Oh, thank you for pointing me at the resistor "not seeing" this capacitance. I completely forgot that RC filter relies on R "knowing" the voltage across C in real time
This being said, I know this capacitance simply must have some bad effect on performance Flattened edges in one-shot transitions? Inverted reflections causing FR ripple? I think somebody reported the latter, blaming it on bad terminating resistor.
Theoretically there 'should' be no reflection to worry about. In practice nothing is perfect, I use a through-terminator, which is much better than a T connector and BNC terminator, but
hopefully worse than a scope with internal 50R termination (not sure if this is actually the case on modern low cost ones). There will always be some slight discontinuity in practice, but there is on a normal passive probe too. Remember at this point, the time constant you're talking about with the scope input capacitance is against 50R, not 1k (<1ns). There is no time constant associated with the cable distributed capacitance as this, coupled with distributed inductance is what makes up its characteristic impedance.
The other imperfect area of course is the probe tip, where the resistor must couple into the end of the 50R coax. Parasitics both capacitive and inductive of the resistor and coupling. It is these factors that are the reason that joeqsmith and others (see the linked articles early in the tread) have measured ripple at high frequency, and tend to limit its use to 1-2GHz (where everything struggles anyway apart from a direct 50R connection).
All that said, it still tends to work better than a passive probe at high frequencies. True, it has lower input impedance at low frequency, but at 100MHz the 8pF capacitance of the Tek P6139A (a 'good' 500MHz probe) brings its input impedance down to 200R, while the Zo probe is still up at nearly 1k.
I tried both probes (the Zo and the Tek) at the same time on the output of a Williams type avalanche pulse generator, both give similar traces but if I disconnect one or the other, the P6129A tip is clearly distorting the pulse generator output a lot more than the Zo one, the same applies to logic outputs. As I say, I make no claims about the flatness of the ones that I built (others have certainly built and characterized better ones).

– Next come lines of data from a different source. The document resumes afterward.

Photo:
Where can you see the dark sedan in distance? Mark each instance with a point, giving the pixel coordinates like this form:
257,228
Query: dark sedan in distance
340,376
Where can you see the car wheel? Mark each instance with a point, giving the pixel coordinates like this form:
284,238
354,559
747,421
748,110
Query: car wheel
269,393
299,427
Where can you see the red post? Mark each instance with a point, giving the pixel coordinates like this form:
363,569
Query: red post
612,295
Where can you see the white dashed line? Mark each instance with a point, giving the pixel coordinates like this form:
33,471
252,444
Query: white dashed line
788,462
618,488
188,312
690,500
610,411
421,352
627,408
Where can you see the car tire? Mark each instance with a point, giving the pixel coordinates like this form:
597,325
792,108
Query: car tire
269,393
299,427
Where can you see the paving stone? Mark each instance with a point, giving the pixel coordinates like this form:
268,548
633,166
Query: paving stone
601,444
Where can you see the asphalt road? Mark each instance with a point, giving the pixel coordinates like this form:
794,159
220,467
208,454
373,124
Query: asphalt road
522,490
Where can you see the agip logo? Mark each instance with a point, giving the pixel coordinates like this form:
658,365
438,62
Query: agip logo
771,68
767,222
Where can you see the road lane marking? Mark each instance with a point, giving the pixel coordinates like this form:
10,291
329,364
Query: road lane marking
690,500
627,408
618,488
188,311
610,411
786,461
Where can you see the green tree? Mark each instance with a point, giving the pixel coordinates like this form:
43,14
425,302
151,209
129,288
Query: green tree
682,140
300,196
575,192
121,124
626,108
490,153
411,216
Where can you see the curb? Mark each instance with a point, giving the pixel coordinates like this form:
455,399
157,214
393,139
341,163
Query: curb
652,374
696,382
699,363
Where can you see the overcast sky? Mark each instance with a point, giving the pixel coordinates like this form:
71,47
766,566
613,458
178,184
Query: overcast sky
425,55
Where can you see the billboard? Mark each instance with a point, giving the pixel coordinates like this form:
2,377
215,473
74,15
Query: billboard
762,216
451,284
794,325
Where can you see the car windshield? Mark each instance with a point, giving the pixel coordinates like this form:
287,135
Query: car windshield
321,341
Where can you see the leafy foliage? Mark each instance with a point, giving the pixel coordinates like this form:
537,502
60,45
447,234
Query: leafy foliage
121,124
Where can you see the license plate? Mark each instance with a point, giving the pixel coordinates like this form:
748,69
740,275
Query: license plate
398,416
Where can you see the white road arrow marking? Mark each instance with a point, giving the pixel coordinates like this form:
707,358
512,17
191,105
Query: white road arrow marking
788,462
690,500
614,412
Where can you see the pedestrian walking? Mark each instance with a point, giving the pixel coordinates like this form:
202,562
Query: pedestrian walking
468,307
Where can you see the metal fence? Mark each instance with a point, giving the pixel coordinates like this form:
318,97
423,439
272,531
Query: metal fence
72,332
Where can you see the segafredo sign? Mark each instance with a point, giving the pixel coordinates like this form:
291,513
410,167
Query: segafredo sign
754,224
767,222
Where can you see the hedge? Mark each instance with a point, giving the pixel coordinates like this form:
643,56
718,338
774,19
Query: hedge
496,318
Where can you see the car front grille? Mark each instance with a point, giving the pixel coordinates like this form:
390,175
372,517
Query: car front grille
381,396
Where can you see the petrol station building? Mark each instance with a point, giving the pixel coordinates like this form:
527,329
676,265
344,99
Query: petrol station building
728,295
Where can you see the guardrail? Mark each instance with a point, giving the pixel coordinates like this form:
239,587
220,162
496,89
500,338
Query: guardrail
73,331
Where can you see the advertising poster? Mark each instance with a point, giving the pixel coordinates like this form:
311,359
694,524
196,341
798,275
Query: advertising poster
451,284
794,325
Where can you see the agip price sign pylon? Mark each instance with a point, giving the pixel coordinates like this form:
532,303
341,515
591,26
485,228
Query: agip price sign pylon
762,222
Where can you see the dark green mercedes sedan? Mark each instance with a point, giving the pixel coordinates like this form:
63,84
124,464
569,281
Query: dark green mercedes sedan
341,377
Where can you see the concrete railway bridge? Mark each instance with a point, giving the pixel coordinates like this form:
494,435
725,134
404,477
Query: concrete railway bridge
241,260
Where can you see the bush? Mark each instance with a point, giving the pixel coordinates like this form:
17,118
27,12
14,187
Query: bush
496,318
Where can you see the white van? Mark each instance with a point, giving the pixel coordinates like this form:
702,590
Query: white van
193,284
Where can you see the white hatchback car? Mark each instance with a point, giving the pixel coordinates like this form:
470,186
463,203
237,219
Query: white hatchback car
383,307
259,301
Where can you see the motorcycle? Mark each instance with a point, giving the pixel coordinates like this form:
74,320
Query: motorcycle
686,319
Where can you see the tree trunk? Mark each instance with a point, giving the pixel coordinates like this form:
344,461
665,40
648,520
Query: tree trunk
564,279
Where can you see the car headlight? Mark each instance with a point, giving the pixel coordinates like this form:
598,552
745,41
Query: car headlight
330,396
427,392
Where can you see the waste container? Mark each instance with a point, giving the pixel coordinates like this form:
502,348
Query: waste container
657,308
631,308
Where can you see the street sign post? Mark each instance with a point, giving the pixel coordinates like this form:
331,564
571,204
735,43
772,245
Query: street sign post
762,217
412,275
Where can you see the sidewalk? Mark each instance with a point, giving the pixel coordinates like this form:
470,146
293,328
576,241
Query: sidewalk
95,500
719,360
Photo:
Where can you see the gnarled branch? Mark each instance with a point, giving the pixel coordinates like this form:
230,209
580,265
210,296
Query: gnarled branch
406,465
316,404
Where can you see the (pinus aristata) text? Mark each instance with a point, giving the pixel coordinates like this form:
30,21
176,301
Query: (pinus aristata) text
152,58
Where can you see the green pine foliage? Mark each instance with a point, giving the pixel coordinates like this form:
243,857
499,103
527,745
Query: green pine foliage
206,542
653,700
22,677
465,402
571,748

Time for a question from me... In Douglas Smith's implementation,
http://www.emcesd.com/1ghzprob.htm why does he include 50R termination (the 4x200R smd resistors) at the probe end of the cable? I realize it's a double parallel termination of the cable (presumably there's 50R termination at the scope end too), but what benefit does it give in this application, given that it seems to work pretty well without? One downside is obviously the increased attenuation for any given tip resistor. Confused.